The captain shouted a command. Rifles leveled, pointing at me.
“Stand down, gal!” cried Captain Tira.
A gust of wind roared through the cave with a squall of blown sand. The lamps whooshed out. A rifle went off. The sting of its powder lanced up my nostrils. A hand fastened on my shoulder. I twisted away, grabbed the arm, and bit. The man shrieked, reeling away. Men shouted as the lamps crashed to the ground and shattered with a gush of oil that abruptly flamed into bright fire.
The scent of guava flooded the air. A person who looked like me raced past them out the cave mouth. To my left stood a third opia looking just like me. Everyone started shouting at once. In the confusion I dashed for the back of the cave. Another gust of wind doused the burning oil, drenching the cave in darkness. I thudded into a man’s body which I knew instantly as Vai’s.
“Yee brother and cousin is safe. Follow me.”
We splashed through the string of caves up which we had so recently climbed. I stumbled more than once, stubbing my toes on rocks. Blood dribbled down my foot to smear the ground.
When we passed from the mortal world into the spirit world I did not know. But in the dense night of the cave, a big cat’s body nudged up beside me. A long incisor grazed my hip as my hand slipped across his moist nose.
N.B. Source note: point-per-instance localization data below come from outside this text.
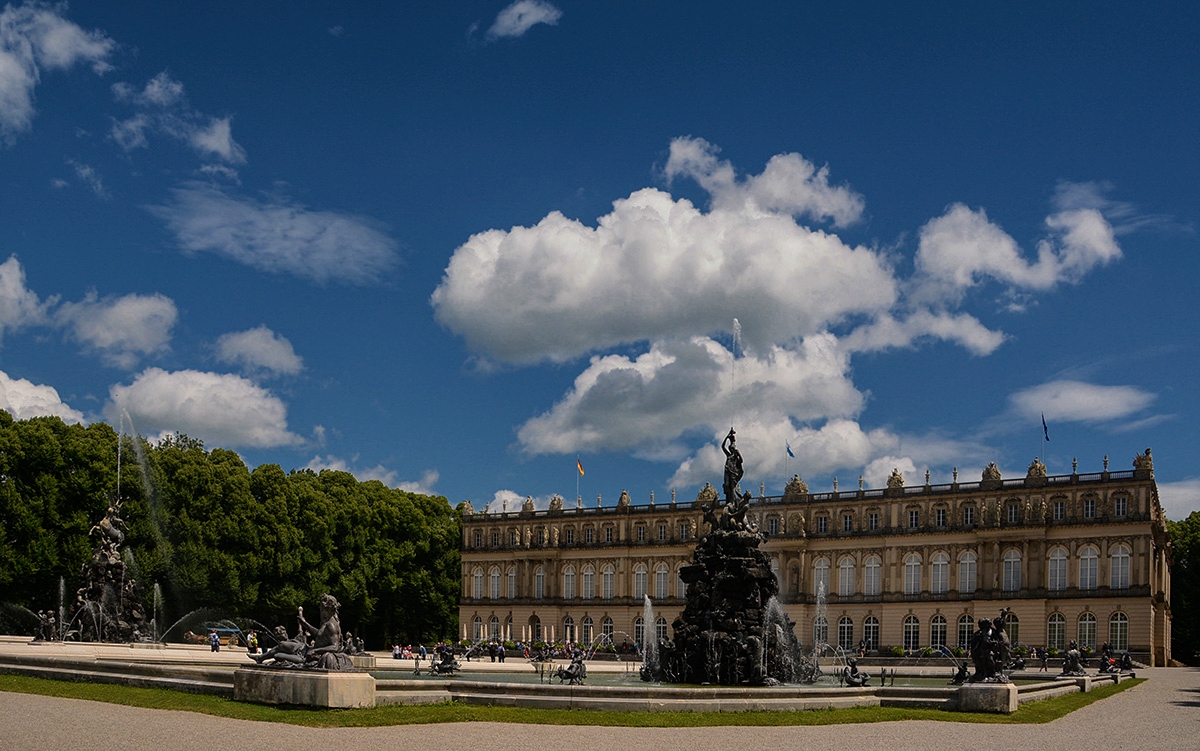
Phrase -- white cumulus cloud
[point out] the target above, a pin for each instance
(523, 14)
(259, 349)
(121, 329)
(23, 400)
(35, 37)
(1073, 401)
(221, 409)
(279, 235)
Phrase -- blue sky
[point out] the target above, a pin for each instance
(455, 246)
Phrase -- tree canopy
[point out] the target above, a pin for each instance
(214, 534)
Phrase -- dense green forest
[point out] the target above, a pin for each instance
(214, 534)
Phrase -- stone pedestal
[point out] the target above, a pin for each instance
(991, 697)
(267, 685)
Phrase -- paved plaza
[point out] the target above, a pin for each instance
(1159, 714)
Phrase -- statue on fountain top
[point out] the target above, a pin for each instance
(733, 469)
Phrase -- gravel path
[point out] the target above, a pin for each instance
(1158, 714)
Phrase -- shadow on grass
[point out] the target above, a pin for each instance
(161, 698)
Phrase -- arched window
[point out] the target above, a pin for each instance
(912, 575)
(1087, 630)
(911, 634)
(871, 576)
(589, 582)
(966, 628)
(639, 581)
(940, 574)
(1056, 574)
(1013, 628)
(846, 632)
(1012, 580)
(1119, 572)
(1089, 566)
(871, 632)
(820, 631)
(569, 583)
(937, 631)
(967, 572)
(1056, 631)
(846, 577)
(1119, 631)
(821, 576)
(661, 574)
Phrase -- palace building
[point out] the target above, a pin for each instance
(1079, 557)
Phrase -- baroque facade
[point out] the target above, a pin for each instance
(1079, 557)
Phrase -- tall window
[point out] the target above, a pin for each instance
(911, 632)
(660, 581)
(940, 571)
(1119, 574)
(820, 631)
(1056, 631)
(821, 576)
(912, 575)
(1089, 564)
(967, 572)
(1119, 631)
(871, 632)
(1012, 571)
(589, 582)
(846, 577)
(1056, 578)
(966, 628)
(845, 632)
(937, 631)
(1087, 630)
(871, 576)
(569, 583)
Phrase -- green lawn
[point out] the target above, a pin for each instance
(162, 698)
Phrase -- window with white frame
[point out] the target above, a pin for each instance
(1012, 580)
(871, 576)
(1119, 568)
(1089, 568)
(1056, 572)
(940, 574)
(967, 572)
(846, 577)
(912, 575)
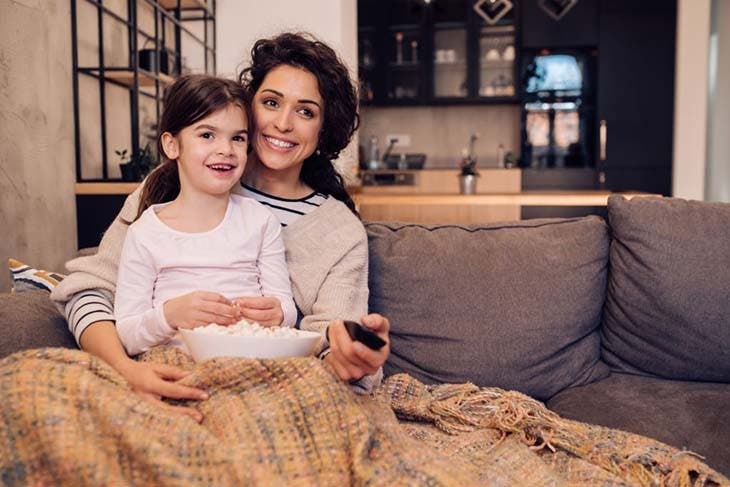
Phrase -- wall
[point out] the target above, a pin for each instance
(690, 99)
(442, 132)
(717, 186)
(241, 22)
(37, 205)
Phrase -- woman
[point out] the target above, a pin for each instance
(304, 111)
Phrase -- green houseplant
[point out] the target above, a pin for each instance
(136, 166)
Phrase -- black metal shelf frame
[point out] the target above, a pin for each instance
(176, 18)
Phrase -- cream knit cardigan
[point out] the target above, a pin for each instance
(326, 252)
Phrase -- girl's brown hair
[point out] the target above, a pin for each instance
(189, 99)
(337, 90)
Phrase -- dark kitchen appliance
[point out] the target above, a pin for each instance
(558, 108)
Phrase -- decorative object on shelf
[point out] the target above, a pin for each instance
(492, 10)
(148, 58)
(557, 8)
(399, 47)
(135, 167)
(510, 160)
(509, 53)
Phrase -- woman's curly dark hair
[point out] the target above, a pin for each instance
(338, 92)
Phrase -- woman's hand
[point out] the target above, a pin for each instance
(199, 308)
(154, 381)
(264, 310)
(352, 360)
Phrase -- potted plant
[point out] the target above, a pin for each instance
(136, 166)
(468, 165)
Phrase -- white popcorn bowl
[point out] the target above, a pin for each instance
(203, 346)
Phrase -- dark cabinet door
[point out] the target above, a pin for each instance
(636, 94)
(578, 26)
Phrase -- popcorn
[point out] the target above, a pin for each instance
(247, 328)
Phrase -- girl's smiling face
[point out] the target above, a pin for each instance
(211, 153)
(288, 111)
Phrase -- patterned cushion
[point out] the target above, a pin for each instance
(26, 278)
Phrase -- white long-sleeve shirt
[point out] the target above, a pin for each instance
(242, 256)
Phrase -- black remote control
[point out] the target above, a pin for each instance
(363, 335)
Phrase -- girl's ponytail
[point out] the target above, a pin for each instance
(161, 186)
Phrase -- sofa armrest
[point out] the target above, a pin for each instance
(30, 320)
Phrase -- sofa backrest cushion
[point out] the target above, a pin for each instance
(30, 320)
(514, 305)
(668, 303)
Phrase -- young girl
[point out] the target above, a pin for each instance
(204, 237)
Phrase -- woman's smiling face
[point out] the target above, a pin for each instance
(288, 112)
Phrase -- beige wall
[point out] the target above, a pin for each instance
(442, 132)
(37, 205)
(717, 187)
(690, 99)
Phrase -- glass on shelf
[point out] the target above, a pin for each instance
(497, 61)
(403, 49)
(402, 84)
(450, 63)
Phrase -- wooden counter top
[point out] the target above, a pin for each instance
(524, 198)
(105, 188)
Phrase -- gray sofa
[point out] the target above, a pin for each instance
(624, 323)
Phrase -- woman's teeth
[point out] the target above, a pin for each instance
(279, 143)
(221, 167)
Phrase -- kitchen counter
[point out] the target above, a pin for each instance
(524, 198)
(477, 208)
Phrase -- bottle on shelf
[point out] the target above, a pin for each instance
(500, 155)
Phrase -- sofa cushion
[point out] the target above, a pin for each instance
(514, 305)
(30, 320)
(668, 303)
(690, 415)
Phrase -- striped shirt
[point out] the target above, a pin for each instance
(286, 210)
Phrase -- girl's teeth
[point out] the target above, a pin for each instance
(280, 143)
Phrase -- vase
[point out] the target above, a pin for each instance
(129, 172)
(468, 183)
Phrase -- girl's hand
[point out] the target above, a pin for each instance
(264, 310)
(199, 308)
(352, 360)
(154, 381)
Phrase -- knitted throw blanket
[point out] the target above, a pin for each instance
(69, 419)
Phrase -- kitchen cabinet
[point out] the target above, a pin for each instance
(635, 102)
(555, 24)
(440, 52)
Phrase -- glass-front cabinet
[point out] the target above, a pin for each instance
(450, 71)
(422, 52)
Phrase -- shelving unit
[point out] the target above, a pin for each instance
(420, 52)
(166, 23)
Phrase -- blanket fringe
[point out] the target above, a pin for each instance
(461, 408)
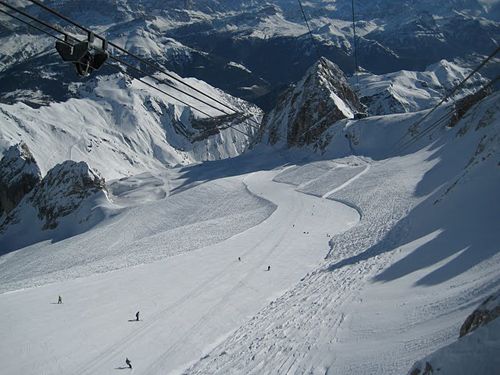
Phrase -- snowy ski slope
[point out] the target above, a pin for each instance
(410, 241)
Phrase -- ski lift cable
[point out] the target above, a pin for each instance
(112, 57)
(154, 66)
(123, 50)
(113, 65)
(57, 29)
(309, 29)
(439, 121)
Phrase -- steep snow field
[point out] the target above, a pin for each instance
(188, 302)
(122, 127)
(410, 239)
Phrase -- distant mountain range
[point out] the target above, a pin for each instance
(252, 49)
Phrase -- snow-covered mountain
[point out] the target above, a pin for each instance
(406, 91)
(242, 46)
(304, 239)
(474, 353)
(19, 173)
(120, 127)
(308, 108)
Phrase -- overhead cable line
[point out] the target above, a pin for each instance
(54, 28)
(440, 120)
(453, 91)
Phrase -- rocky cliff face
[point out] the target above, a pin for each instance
(485, 313)
(303, 112)
(19, 173)
(63, 190)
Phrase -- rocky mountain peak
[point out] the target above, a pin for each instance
(19, 173)
(304, 111)
(63, 190)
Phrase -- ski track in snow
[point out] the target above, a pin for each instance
(213, 294)
(315, 309)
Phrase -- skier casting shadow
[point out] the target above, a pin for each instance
(136, 317)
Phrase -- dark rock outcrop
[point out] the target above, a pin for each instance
(307, 109)
(19, 173)
(61, 192)
(485, 313)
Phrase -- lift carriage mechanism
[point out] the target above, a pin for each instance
(83, 55)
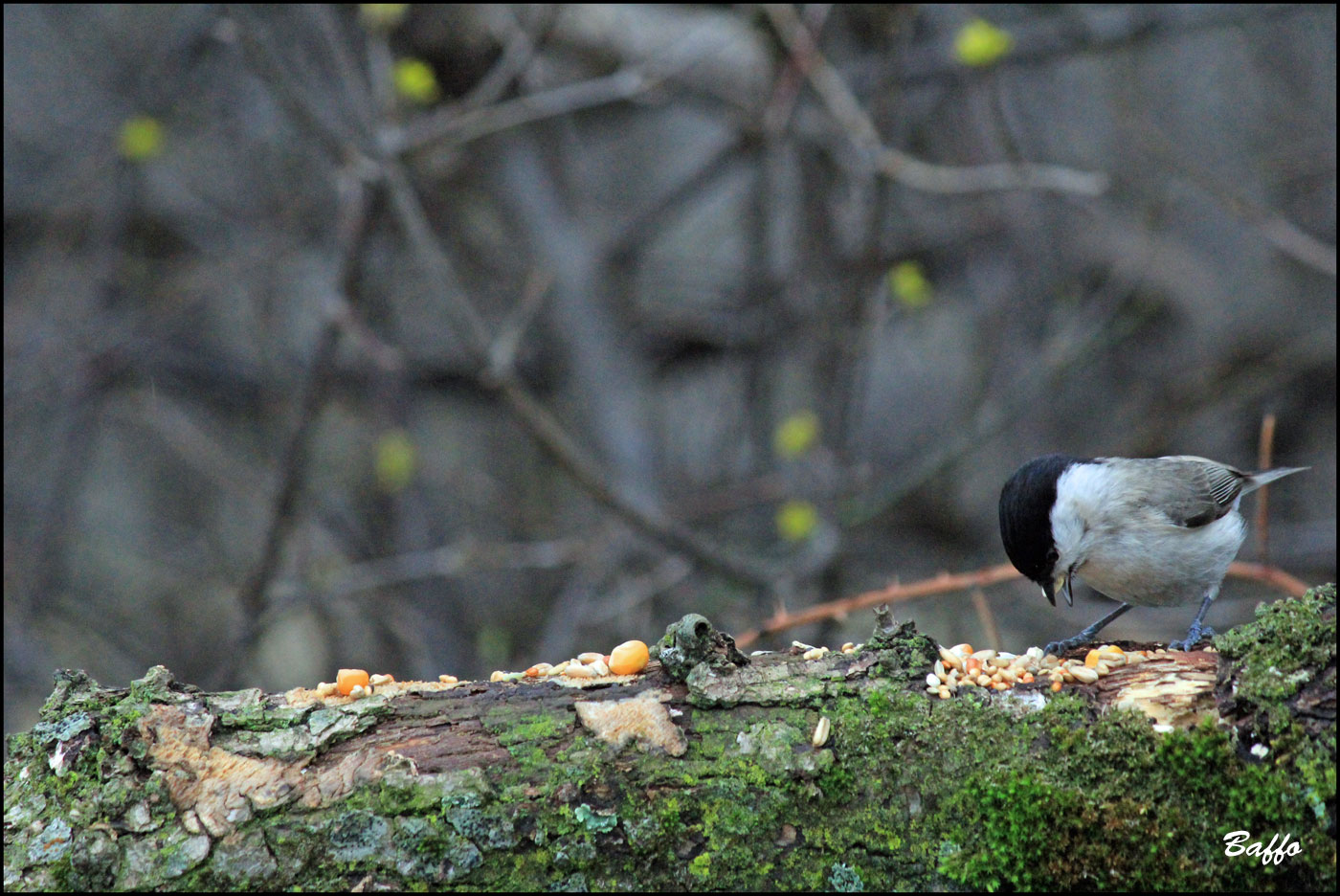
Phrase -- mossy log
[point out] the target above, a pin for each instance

He licked me with a raspy tongue. I giggled.
“My feet are coated with slime!” exclaimed Bee in the darkness. “It’s disgusting.”
I laughed.
“Shh!” The opia pulled me close, lips pressed to my ear. “We’s not out of danger.”
Even knowing I was grasping a stranger—a dead man!—I could not stifle the tremor of arousal I felt at the familiar shape I had my arms around, his strong shoulders, his solid chest. He even had the sawdust-and-sweat scent of Vai as well as the mouthwatering fragrance of guava.
“Then it’s best if we hurry,” I whispered, my irritation at my body’s unwanted reaction making my voice a hiss.
“We can bide a few breaths here, gal, as long as we bide quiet-like. The maku soldiers cannot venture any deeper into the cave. ’Tis a small reward to ask that yee kiss me, don’ yee reckon?” he murmured in Vai’s coaxing voice. His lips brushed my mouth.
I stiffened my entire body, as Vai had done when my sire had teased him with my form in the coach. “I don’t reckon. Not with my brother and cousin right next to me! And the cacica’s head in the basket.”